There is a Mac OS X Finder alternative called Pathfinder ... I have not used it, just read reviews, and I think it does what you want. As for finding apps quickly, I love Spotlight ... command-space type a couple of letters, hit return, and the application launches.

I also have a folder in my Dock which contains aliases to all the apps I use frequently ... click on it, it flys open in Grid view and I can mouseclick the desired app.

There are a number of third party system plugins that will implement drop down menus with lists of apps, and many people love app launchers like Launchbar, QuickSilver, and Butler, F10. (I've tried them all and always return to Spotlight or my Dock app folder method.)

Eolake Stobblehouse said...


I use your second method, except with aliases in a folder in FinderPop.

And I use 12 F-keys for all my most used apps. (My main browser has been F1 for 15 years, and my mail app has been F9 for almost as long!) (But you need extra software to do that.) (Oddly they had it briefly in OS9.)

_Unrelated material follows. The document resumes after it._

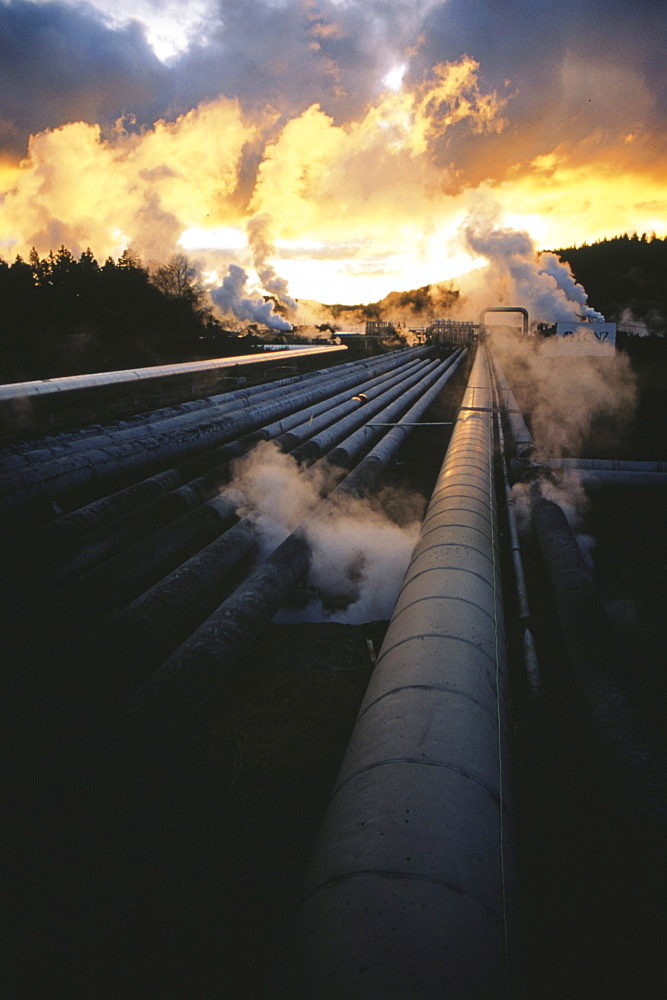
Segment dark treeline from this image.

The spotlight thing is a good tip, thanks. I never used it for much, I find it confusing, but I can see this is a good one.

John said...

Select the 'Details' view in 'My Computer' and I believe that is what you are looking for

Eolake Stobblehouse said...

Thanks, John, but it does not seem so. The "details" pane gives more data about a selected item, but it is not another file hierarchy tree.